Monitoring. Monitor your department’s progress for clinical and operational improvement, and yes, there is always improvement to be had! One way to monitor clinical improvement is through auditing documentation. Proactive internal monitoring and auditing are designed to test and confirm compliance with legal requirements. Auditing is done to assess the completeness of a medical record, determine the accuracy of documentation, and discover lost revenues. During a medical record audit, the documentation is examined to determine if it adequately substantiates the services billed and identifies medical necessity for the services rendered. If this process is not conducted on an ongoing basis, incorrect or inappropriate documentation and coding practices, potential risks to the organization, compliance with the organization’s policies and procedures, and compliance with payer regulations may not be identified.
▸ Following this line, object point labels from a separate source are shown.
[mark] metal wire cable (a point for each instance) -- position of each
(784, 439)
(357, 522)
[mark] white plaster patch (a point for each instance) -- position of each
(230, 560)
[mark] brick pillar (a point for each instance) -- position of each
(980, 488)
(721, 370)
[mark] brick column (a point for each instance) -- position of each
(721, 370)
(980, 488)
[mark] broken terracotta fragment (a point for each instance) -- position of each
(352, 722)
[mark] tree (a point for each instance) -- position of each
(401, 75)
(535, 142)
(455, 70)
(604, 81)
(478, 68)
As a healthcare provider and a recipient of health insurance dollars, it’s important for your organization to conduct internal auditing to monitor and prevent improper payments. Effective compliance auditing includes proactive monitoring and auditing, which will confirm the provider’s compliance with any legal requirements. The auditing function is the check and balance for monitoring your documentation.

Measuring. Lastly, it is important to measure the successes of your department. One way to measure clinical, operational, and financial drivers within the department is through reporting. What reports drive your process improvement plans? Have you defined reports to measure and manage your daily, weekly, monthly, and quarterly requirements? How do you measure your weekly healing rates? How do you measure outcomes, benchmarks, and trends? More important, how do you measure and manage your outliers?

As an example, let’s look at the impact of measuring wound healing percentages, over a given timeframe, which provides a more accurate picture of wound healing success. This type of report should compare the number of wounds healed to the total number of wounds “closed” and demonstrate how effectively the patient’s wounds are managed. Query the data by reflecting on your clinical practices. Was there a delay in seeking treatment, or were the patient’s comorbidities impeding the wound healing outcome, or were less than optimal wound management pathways implemented? Answering these questions assists in improving the department’s comprehensive outcomes.

Track, monitor, and measure your success as you punch through your CORE checklist. Cheers!